Nuevas dataciones en las cuevas Bluefish. Datos para la colonización de América.

     Última actualizacón: 24 febrero 2019 a las 16:55

Ya he publicado con anterioridad varias anotaciones relativas a la forma en la que se produjo el poblamiento de América (si te interesa, puedes leer ¿Quiénes fueron los primeros pobladores de América? y ¿Cómo llegaron nuestros antepasados a América?) pero cada cierto tiempo surgen nuevos estudios, y cada nueva propuesta trae consigo un encendido debate.

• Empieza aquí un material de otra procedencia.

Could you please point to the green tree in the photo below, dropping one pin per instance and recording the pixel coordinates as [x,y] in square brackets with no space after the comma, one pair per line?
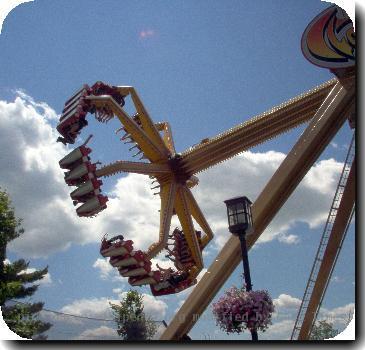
[16,282]
[323,330]
[131,320]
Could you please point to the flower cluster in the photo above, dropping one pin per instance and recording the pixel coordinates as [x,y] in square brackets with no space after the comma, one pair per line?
[239,309]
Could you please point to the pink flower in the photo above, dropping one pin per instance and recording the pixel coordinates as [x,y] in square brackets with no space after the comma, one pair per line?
[238,310]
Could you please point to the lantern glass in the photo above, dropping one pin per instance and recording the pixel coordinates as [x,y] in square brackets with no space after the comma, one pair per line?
[239,214]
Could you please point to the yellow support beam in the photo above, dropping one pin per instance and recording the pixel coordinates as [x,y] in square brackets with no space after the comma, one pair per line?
[199,217]
[256,130]
[146,121]
[149,148]
[168,195]
[184,215]
[153,169]
[322,128]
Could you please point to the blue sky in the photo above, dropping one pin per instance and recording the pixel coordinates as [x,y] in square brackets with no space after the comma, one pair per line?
[204,67]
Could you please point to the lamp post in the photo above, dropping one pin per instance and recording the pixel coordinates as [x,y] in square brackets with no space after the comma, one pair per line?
[240,224]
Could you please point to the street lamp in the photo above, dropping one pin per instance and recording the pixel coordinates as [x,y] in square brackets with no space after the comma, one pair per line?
[240,224]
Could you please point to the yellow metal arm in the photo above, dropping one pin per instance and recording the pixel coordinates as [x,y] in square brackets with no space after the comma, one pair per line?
[199,217]
[167,135]
[255,131]
[146,121]
[184,215]
[149,148]
[153,169]
[168,195]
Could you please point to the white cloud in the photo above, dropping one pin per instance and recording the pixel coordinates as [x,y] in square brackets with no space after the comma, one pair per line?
[107,271]
[100,333]
[6,7]
[94,307]
[32,176]
[154,308]
[46,280]
[100,308]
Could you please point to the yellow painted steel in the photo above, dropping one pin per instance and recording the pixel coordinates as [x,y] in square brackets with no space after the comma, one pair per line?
[199,217]
[167,135]
[324,125]
[256,130]
[147,123]
[168,195]
[149,148]
[153,169]
[182,211]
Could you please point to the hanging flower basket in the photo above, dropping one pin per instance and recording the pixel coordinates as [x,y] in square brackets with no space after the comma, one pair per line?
[238,310]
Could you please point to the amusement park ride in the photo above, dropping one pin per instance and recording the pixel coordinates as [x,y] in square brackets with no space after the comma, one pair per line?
[329,41]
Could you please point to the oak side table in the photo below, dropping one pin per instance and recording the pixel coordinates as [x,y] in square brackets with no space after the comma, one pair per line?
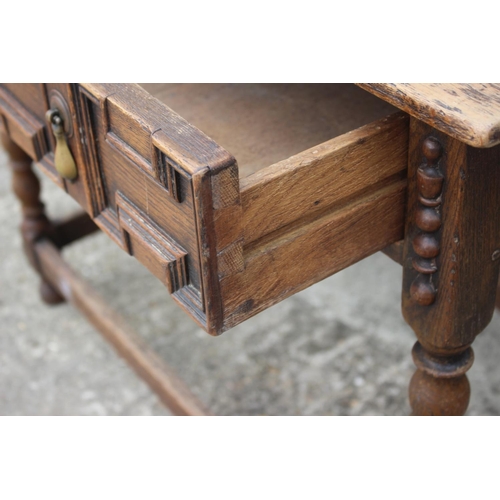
[322,176]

Ahora, un estudio recientemente publicado en la revista PLoS ONE 1 ofrece nuevos datos que pretenden arrojar nueva luz para conocer mejor tanto la posible ruta de entrada en el continente americano como el momento en que ésta se produjo.

Introducción

Las pruebas arqueológicas sugieren que la primera colonización de América del norte se inició hace alrededor de 14.000 años AP (nos referiremos siempre a fechas calibradas), es decir, bastante tiempo después del Último Máximo Glacial, la época de máxima extensión de las capas de hielo durante el último período glacial, cuya duración aproximada fue entre hace 18.000 y 28.000 años AP.

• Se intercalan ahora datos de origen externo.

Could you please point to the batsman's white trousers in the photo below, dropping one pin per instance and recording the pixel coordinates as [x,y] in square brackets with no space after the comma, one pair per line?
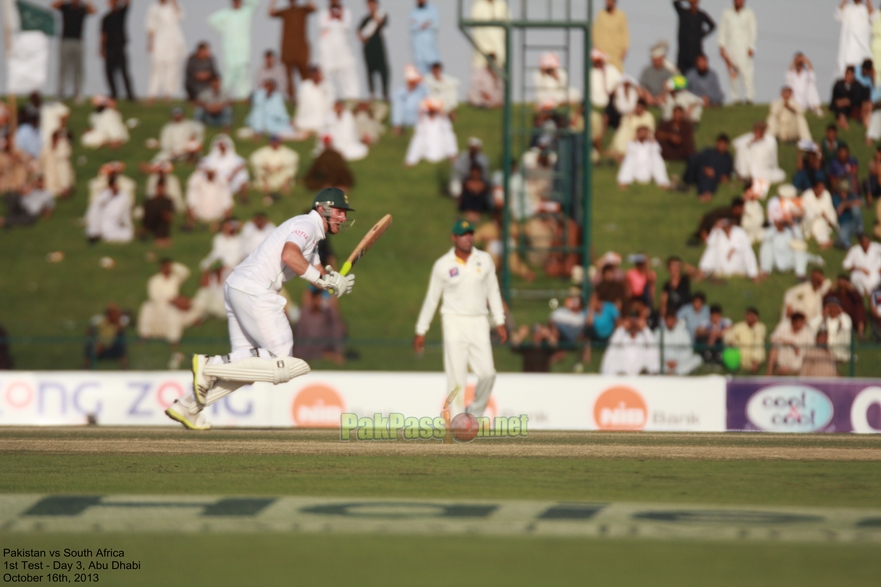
[257,322]
[467,343]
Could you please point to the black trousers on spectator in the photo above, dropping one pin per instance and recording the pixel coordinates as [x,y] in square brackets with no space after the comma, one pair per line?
[117,60]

Sin embargo, Lauriane Bourgeon y Ariane Burke (del departamento de antropología de la Universidad de Montreal) y Thomas Higham (del Oxford Radiocarbon Accelerator Unit de la Universidad de Oxford) proponen en este artículo una nueva datación mediante radiocarbono de unos huesos de animales que presentan marcas de corte que los investigadores atribuyen al uso de herramientas por parte de nuestros antepasados.

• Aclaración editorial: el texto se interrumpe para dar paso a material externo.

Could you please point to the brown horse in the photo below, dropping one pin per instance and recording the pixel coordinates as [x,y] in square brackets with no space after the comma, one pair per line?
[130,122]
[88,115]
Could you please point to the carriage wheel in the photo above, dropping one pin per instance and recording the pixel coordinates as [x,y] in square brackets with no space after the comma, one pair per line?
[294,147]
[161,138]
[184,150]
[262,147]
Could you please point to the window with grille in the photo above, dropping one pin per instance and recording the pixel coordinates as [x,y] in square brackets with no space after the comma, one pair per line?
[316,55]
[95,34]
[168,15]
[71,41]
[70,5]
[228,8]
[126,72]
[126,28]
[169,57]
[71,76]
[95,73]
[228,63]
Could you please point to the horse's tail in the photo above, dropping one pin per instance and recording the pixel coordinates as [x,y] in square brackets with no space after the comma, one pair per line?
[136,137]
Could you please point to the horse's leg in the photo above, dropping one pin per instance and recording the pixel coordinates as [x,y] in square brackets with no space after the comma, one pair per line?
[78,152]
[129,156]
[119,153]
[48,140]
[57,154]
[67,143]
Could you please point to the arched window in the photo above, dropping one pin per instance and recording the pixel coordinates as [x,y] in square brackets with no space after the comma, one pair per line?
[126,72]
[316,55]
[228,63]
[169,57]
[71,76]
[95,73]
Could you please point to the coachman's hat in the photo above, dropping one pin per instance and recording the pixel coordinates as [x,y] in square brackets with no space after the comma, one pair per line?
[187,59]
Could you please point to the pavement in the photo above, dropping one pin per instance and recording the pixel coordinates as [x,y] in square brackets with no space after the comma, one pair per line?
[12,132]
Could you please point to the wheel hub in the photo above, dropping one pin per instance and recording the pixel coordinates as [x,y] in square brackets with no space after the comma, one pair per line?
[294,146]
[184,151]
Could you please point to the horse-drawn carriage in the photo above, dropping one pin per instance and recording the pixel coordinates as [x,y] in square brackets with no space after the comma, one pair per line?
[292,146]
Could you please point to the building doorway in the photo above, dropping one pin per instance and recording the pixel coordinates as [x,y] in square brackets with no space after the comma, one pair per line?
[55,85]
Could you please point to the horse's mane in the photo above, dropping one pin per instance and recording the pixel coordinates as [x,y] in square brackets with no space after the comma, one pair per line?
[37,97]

Estos restos óseos –y otros artefactos asociados– fueron recuperados en el yacimiento conocido como cuevas Bluefish (Yukón, Canadá). Provienen de unas excavaciones dirigidas por el arqueólogo Jacques Cinq-Mars entre 1977 y 1987, que han permanecido almacenadas en el Museo Canadiense de Historia en Gatineau, Quebec. En aquel entonces, Cinq-Mars y su equipo concluyeron que las cuevas Bluefish mostraban pruebas de un uso humano ocasional hasta hace 30.000 años. Esa datación era mucho más antigua que cualquier otro yacimiento descubierto en todo el continente americano, por lo que las conclusiones de Cinq-Mars fueron muy discutidas, y las tres pequeñas cuevas quedaron fuera de las discusiones sobre el poblamiento de las Américas.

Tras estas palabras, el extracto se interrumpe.